The film is at its strongest when Wallis and Henry share screen time on their own, both giving performances which play off each other pleasingly. Even though Wink (Henry) is regularly quite cruel to his five-year-old daughter Hushpuppy (Wallis), often without any real reason other than to take out his frustrations of their harsh living conditions, by the film's conclusion the pair have managed to craft a touching and unique relationship on screen. Disappointingly, the rest of Beasts Of The Southern Wild's cast of characters is either distractingly irritating or so fleetingly seen as to be severely lacking in depth. Either way you'll find yourself caring very little about anyone other than Hushpuppy and Wink.

The problems elsewhere are even less easy to forgive. The film takes place in a world seemingly set sometime in the relatively near future, but presented as equal parts stark realism and childlike fantasy. Both views bleed into each other through the viewpoint and narration we are given by Hushpuppy, but largely work to cancel each other out. Director Benh Zeitlin shows a knack for shooting nature at its harshest and most extreme, but the fantastical edge regularly applied to the film severely dulls any moralistic or environmental message he was going for. By the same token, the elements presumably happening in Hushpuppy's imagination lack vibrance and magic when presented through such a starkly grim lens. Elsewhere, Zeitlin's attempts at linking his film into a deeper mythology - such as a floating nightclub called "Elysian Fields" - feel like weak efforts to raise the film to a higher literary level and quickly fall flat.
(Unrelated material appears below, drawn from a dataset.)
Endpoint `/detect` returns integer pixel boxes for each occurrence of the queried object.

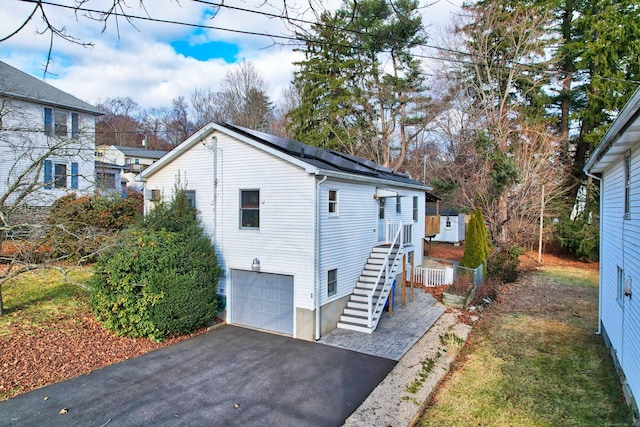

Beasts Of The Southern Wild ultimately manages the feat of coming across as incredibly preachy whilst at the same time saying and being about nothing. Zeitlin's narrative is almost arrogantly haphazard, as if the director feels he is above a cohesive story, and his message feels sanctimonious without having a core set of beliefs to base itself around. Despite a running time of just an hour and a half, this drags. Zeitlin is lucky in that his film at least looks good, and that he has two talented actors in the lead roles. Without these two saving graces, maybe the Academy would have seen through the Emperor's new clothes in which Beasts Of The Southern Wild constantly wraps itself.